Table 1(a) and (b) show that rDAm is highly sensitive to EMCI vs. LMCI and the influence of FH. Although the baseline εMKm picks up these group differences, rDAm has much higher delineation power. In particular, the p–values for rDAm for FH positive vs. negative case are an order of magnitude smaller than that of εMKm. These show that rDAm is at least as good as a current state-of-the-art machine learning derived measures. Table 2 shows that rDAm has significant correlation (higher than εMKm in all but two cases) to CSF levels, which are proven biomarkers for MCI to AD progression [15]. Note that a negative correlation with say τ implies that rDAm decreases and the subject gets demented as τ increases. Specifically, higher correlations (with p ≤ 0.01) with pτ and pτ/Aβ suggest that rDAm is a useful continuous predictor. In most cases, these significance levels increase as more modalities are combined.

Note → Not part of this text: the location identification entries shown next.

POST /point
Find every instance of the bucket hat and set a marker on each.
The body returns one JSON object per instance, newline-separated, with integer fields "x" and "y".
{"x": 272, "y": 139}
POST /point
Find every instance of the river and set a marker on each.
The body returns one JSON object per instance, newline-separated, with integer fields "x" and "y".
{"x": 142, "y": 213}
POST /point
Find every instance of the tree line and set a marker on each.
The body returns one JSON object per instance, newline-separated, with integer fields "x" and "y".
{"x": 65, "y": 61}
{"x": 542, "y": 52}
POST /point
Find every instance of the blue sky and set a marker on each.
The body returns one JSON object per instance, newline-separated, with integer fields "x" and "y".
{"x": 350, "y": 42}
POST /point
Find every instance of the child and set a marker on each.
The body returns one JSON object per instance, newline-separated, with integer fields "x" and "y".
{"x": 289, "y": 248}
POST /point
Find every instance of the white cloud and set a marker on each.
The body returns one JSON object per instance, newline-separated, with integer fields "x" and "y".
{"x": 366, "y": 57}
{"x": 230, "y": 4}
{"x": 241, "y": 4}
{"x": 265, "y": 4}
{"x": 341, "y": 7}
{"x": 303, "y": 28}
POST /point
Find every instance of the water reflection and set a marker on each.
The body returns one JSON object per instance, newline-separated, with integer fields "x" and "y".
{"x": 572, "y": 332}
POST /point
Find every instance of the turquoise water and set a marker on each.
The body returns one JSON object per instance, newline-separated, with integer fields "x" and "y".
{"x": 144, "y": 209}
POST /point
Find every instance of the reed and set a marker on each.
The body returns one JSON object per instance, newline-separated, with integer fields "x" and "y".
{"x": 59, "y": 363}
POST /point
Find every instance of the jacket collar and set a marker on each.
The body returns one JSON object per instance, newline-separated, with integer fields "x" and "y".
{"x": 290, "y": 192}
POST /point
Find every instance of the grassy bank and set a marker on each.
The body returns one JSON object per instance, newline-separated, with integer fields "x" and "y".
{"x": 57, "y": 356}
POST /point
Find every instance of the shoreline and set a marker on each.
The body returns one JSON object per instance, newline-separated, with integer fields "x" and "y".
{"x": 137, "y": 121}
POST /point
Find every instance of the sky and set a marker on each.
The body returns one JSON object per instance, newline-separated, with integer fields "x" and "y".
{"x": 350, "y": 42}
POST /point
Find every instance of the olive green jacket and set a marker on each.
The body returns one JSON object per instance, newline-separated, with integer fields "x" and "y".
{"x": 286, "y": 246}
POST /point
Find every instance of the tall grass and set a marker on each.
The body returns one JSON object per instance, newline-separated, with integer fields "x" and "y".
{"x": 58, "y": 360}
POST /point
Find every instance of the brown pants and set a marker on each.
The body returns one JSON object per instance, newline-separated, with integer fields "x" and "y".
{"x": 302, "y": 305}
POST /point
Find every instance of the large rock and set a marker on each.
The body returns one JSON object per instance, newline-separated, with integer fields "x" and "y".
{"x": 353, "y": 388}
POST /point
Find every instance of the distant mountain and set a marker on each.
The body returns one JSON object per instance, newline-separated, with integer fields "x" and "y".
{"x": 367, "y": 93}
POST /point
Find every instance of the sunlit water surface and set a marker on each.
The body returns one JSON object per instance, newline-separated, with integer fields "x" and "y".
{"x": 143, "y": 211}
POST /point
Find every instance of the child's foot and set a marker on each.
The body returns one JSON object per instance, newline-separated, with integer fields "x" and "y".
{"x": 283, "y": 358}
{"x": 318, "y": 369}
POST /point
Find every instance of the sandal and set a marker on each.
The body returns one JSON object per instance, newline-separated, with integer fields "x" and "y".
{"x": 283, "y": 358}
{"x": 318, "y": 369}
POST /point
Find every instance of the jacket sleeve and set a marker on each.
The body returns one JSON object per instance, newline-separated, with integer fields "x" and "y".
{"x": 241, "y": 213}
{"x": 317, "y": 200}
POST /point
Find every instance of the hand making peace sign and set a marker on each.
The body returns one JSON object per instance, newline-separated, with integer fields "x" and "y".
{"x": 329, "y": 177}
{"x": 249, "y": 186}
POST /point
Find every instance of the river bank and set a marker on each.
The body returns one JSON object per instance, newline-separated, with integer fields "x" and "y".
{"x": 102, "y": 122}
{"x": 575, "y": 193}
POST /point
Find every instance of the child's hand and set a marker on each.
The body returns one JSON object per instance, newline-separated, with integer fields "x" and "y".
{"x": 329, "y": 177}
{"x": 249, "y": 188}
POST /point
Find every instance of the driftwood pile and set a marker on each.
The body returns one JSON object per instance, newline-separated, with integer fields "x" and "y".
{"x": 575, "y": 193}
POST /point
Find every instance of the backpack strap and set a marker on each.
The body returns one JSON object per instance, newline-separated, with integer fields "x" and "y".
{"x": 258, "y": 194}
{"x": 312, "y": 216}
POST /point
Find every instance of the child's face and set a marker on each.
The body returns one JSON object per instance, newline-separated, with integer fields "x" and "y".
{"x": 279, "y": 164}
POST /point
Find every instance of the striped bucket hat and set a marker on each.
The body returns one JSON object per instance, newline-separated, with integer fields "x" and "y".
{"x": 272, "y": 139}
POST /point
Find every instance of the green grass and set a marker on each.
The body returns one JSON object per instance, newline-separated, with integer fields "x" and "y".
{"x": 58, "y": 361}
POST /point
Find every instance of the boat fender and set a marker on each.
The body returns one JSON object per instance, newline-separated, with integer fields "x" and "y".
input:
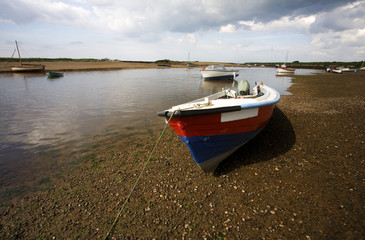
{"x": 243, "y": 88}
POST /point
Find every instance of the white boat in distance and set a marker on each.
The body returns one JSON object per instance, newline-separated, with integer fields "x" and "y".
{"x": 284, "y": 69}
{"x": 218, "y": 72}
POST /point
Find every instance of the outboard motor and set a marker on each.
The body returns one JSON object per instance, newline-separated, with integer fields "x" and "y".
{"x": 243, "y": 88}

Table 3 shows that the coefficient of variation (CV) of rDAm for three different populations of interest – all MCIs, LMCIs and MCIs with positive FH. Observe that rDAm’s CV is smaller than that of εMKm for all three populations, and all possible combinations of modalities – making it a better candidate to be used as a prediction measure. Also, the CVs for MCIs with positive FH are smaller than that of late MCIs. This also suggests that a significant number of late MCIs currently have only a mild dementia in terms of rDAm. Fig. 1 shows the estimates on the same three populations of interest as above at 80% power (Refer to the supplement for more plots). Following Table 3, it should be straight forward to expect smaller sample estimates for rDAm compared to εMKm, which is exactly the case as shown in Fig. 1. Particularly, FDG and MRI gave smaller estimates than that of Amyloid following their smaller CV, reflecting that ~ 30% of healthy elderly have positive Amyloid scans. FH positive MCIs (last plot in Fig. 1) lead to much smaller sizes compared to using all MCIs and late MCIs. To get a sense of the improvement with respect to non–imaging based markers, we compared the best estimate (over all modalities) of εMKm and rDAm with that of MMSE and CSF levels in Table 4. At 80% power, the best estimates across CSF markers was 973 and 975 (for τ and τ/Aβ respectively) compared to that of 193 using rDAm – more than 5–fold decrease. It should be noted that all these estimates use only “single time–point” data combined with known conversion rates, in contrast to direct longitudinal measurement [8,4]. Hence, the sizes using MMSE and CSF are as high as 1500, indicating that estimates on the order of two hundred (that of rDAm) are highly significant. Overall, the results show that imaging–derived markers lead to much smaller trials than cognitive scores and/or CSF levels.